Actually according to the chinese price revealed today, its 4500 yuan or approx: 47k in rupees

In world's biggest market, "cheap" iPhone looks too pricey | NDTV Gadgets


----------



## theterminator (Sep 11, 2013)

*Re: Budget I Phone 5c Awaiting From Long*

well 35k is the price of US after conversion from dollar to rupee (assuming 1 USD = 64 INR). Add more to that for retail price in India. It's the biggest joke of the year.


----------



## rijinpk1 (Sep 11, 2013)

*Re: Budget I Phone 5c Awaiting From Long*



theterminator said:


> well 35k is the price of US after conversion from dollar to rupee (assuming 1 USD = 64 INR). Add more to that for retail price in India. It's the biggest joke of the year.


Biggest joke of 2014 may be. that is the time i think it will be released  in india.


----------



## amjath (Sep 11, 2013)

*Re: Budget I Phone 5c Awaiting From Long*

BTW iphone 5s to cost more in europe it seems guess what in India



rijinpk1 said:


> Biggest joke of 2014 may be. that is the time i think it will be released  in india.



Nope before end of 2013, that's what he said


----------



## Flash (Sep 11, 2013)

*Re: Budget I Phone 5c Awaiting From Long*

Just wait for HiPhone 5c


----------



## SaiyanGoku (Sep 12, 2013)

*Re: Budget I Phone 5c Awaiting From Long*

another iFail from Cr@pple


----------



## josin (Sep 12, 2013)

*Re: Budget I Phone 5c Awaiting From Long*

The 4" screen will be the biggest mistake Apple is going to regret in the coming days.( it will be a perfect example for Marketing myopia ever committed)


----------



## Flash (Sep 12, 2013)

*Re: Budget I Phone 5c Awaiting From Long*

iPhone5c, where c is cheap costly.


----------



## noob (Sep 12, 2013)

*Re: Budget I Phone 5c Awaiting From Long*

C is not for cheap..its for crap.


----------



## Anorion (Sep 12, 2013)

*Re: Budget I Phone 5c Awaiting From Long*

and haters gonna hate


----------



## amjath (Sep 12, 2013)

*Re: Budget I Phone 5c Awaiting From Long*



Anorion said:


> and haters gonna hate



ur copyright statement right


----------



## vijju6091 (Sep 12, 2013)

*Re: Budget I Phone 5c Awaiting From Long*

Pricing are on little higher side for IPhone 5C For Me. Now I am Looking forward to IP4S. it for me if they drop price a little more.

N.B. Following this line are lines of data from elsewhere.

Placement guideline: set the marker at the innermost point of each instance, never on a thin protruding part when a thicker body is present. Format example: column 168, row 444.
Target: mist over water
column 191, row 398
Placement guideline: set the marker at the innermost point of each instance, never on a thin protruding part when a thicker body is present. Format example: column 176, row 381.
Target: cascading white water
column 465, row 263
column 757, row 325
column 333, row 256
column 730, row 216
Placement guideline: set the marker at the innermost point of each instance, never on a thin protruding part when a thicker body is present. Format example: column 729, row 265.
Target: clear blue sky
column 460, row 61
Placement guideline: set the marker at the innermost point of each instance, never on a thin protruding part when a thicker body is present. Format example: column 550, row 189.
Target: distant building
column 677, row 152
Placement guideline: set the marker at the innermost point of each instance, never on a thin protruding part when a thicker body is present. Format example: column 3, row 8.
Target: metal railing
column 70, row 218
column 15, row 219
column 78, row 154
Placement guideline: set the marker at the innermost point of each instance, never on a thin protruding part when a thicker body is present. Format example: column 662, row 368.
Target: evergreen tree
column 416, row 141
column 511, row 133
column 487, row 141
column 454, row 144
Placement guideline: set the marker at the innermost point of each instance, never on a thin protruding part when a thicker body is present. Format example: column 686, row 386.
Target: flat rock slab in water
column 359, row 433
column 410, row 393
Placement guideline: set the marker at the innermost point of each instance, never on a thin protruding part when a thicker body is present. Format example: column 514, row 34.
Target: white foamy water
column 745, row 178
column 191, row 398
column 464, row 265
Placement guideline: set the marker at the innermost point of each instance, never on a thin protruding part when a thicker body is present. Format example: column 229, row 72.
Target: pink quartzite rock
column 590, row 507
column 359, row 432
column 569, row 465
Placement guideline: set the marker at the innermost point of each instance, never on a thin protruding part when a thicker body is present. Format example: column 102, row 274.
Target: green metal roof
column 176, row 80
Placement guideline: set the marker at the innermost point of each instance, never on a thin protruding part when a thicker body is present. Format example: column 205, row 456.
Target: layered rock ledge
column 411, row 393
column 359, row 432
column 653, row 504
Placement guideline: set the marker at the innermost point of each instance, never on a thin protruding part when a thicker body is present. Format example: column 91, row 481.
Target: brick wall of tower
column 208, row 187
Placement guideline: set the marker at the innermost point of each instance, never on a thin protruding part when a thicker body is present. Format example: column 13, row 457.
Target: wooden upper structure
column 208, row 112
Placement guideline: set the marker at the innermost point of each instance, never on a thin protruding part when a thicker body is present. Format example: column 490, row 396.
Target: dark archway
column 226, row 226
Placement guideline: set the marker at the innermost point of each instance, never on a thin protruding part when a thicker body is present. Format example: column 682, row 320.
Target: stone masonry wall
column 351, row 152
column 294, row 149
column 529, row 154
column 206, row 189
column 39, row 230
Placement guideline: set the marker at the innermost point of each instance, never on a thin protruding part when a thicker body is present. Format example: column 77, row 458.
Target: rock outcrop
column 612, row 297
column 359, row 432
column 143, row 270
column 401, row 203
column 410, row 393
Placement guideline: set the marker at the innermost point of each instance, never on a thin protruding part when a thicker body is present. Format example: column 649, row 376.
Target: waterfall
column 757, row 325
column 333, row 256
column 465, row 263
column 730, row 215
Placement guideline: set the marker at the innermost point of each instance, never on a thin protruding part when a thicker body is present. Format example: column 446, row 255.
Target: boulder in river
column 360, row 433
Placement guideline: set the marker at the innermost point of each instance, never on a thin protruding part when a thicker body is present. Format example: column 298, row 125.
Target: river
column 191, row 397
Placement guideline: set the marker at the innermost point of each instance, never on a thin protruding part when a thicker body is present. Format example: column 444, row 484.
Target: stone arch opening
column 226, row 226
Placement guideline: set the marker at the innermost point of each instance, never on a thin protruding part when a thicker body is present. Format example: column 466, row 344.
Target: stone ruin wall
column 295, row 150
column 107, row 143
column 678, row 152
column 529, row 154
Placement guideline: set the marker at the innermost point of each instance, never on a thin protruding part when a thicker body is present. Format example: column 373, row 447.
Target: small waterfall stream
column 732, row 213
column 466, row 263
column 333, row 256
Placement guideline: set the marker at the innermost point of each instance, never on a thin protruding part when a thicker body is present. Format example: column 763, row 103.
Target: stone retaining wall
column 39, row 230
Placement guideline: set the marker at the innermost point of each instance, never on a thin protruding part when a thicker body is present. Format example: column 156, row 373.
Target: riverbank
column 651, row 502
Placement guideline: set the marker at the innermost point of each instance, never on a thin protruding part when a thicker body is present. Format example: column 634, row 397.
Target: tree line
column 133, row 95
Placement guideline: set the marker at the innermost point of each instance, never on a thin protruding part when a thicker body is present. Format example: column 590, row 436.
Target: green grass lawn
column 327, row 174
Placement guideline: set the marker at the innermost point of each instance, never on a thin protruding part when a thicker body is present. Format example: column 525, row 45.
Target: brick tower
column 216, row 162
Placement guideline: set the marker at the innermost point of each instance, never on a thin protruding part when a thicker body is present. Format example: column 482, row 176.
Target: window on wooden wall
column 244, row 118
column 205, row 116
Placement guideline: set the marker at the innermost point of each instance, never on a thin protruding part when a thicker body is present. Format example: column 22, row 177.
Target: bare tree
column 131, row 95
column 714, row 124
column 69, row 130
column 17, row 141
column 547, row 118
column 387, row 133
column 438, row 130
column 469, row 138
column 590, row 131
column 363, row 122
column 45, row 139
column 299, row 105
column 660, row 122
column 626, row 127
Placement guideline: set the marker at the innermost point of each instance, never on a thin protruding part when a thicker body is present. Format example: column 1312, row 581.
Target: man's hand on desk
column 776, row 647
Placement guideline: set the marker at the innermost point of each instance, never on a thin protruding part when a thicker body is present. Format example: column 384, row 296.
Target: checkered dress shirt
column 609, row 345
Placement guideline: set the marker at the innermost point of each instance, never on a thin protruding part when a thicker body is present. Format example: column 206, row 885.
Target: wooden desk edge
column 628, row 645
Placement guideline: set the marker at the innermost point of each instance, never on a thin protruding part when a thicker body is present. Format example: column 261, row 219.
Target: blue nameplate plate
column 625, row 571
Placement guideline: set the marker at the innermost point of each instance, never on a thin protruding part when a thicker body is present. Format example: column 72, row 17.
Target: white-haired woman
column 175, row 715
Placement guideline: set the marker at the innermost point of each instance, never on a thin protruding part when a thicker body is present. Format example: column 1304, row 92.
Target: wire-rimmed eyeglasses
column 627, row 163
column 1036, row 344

Pricing are on little higher side for IPhone 5C For Me. Now I am Looking forward to IP4S. it for me if they drop price a little more.



noob said:


> C is not for cheap..its for crap.



And C is  for color IMO.


----------



## raksrules (Sep 12, 2013)

*Re: Budget I Phone 5c Awaiting From Long*

Did apple ever mention that 'C' meant cheap ?
I am sure it was an assumption which everyone made and apple never acknowledged. That is more reason everyone is disappointed. And most haters will be android / windows users and they are probably never going to buy iPhone then why hate it ? You shouldn't be caring at all in my opinion.
Or is it that secretly you want to purchase the iPhone and are disappointed with the price?


----------



## Zangetsu (Sep 12, 2013)

*Re: Budget I Phone 5c Awaiting From Long*



theterminator said:


> well 35k is the price of US after conversion from dollar to rupee (assuming 1 USD = 64 INR). Add more to that for retail price in India. *It's the biggest joke of the year*.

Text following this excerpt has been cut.